Lavendo is looking for a Senior AI/ML Specialist Solutions Architect to design and implement scalable AI solutions on a powerful, AI-focused cloud platform leveraging large-scale GPU clusters. In this role, you will work closely with customers, engineering, and product teams to drive technical strategy and ensure successful deployment of machine learning workloads.
What You'll Do
- Architect and optimize distributed training and inference systems for large-scale AI models
- Design and deliver customer-focused solutions that maximize performance and business value
- Lead the transition of ML pipelines from POC to scalable production systems
- Build long-term customer relationships, ensuring satisfaction and alignment with strategic goals
- Create whitepapers, deliver technical presentations, and host webinars to share insights and best practices
- Provide technical leadership and mentor teams on AI infrastructure and deployment strategies
- Collaborate with engineering and product teams to prioritize customer feedback and influence product roadmaps
What We're Looking For
- 5+ years of experience with cloud technologies and infrastructure, ideally in senior MLOps or Solutions Architect roles
- Proven expertise in scaling and optimizing AI workloads across multi-node and multi-GPU environments
- Demonstrated success delivering ML products, scaling from POC to production
- Deep knowledge of ML frameworks like PyTorch and JAX
- Strong background in the NVIDIA HPC ecosystem (CUDA, NCCL, Infiniband)
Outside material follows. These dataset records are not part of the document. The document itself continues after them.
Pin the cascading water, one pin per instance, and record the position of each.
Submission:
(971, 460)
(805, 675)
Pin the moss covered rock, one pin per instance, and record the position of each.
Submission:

- Exceptional communication skills to engage both technical teams and business stakeholders
- Legal authorization to work in the United States on a full-time basis without sponsorship
Nice to Have
- Programming Languages: Python, Go, Java, C++
- Infrastructure as Code (IaC): Terraform, Ansible
- Orchestration: Kubernetes (K8s), Slurm
- DevOps Tools: Git, Docker, Helm
- Big Data Frameworks: Spark, Kafka, Hadoop
- Databases: SQL, NoSQL, and vector databases
- ML Frameworks: PyTorch, TensorFlow, JAX, HuggingFace, Scikit-learn
Technical Stack
- PyTorch, JAX, CUDA, NCCL, Infiniband, Python, Go, Java, C++, Terraform, Ansible, Kubernetes, Slurm, Git, Docker, Helm, Spark, Kafka, Hadoop, SQL, NoSQL, vector databases, TensorFlow, HuggingFace, Scikit-learn
Benefits & Compensation
- Competitive compensation: $225,000 to $315,000 per year (negotiable based on experience and location)
- Full medical benefits: 100% company-paid medical, dental, and vision coverage for employees and families
- 401(k) plan with a 4% match program
- Stock options plan
- Flexible remote work environment
- Company-paid short-term, long-term disability, and life insurance coverage
- 20 weeks paid parental leave for primary caregivers, 12 weeks for secondary caregivers
- Up to $85/month for mobile and internet
- Work with state-of-the-art AI and cloud technologies, including the latest NVIDIA GPUs
- Be part of a team that operates one of the most powerful commercially available supercomputers
- Contribute to sustainable AI infrastructure, with energy-efficient data centers that recover waste heat to warm nearby residential buildings
Work Mode
- Remote U.S.
- Flexible remote work environment
We are proud to be an equal opportunity workplace and are committed to equal employment opportunity regardless of race, color, religion, national origin, age, sex, marital status, ancestry, physical or mental disability, genetic information, veteran status, gender identity, or expression, sexual orientation, or any other characteristic protected by applicable federal, state or local law.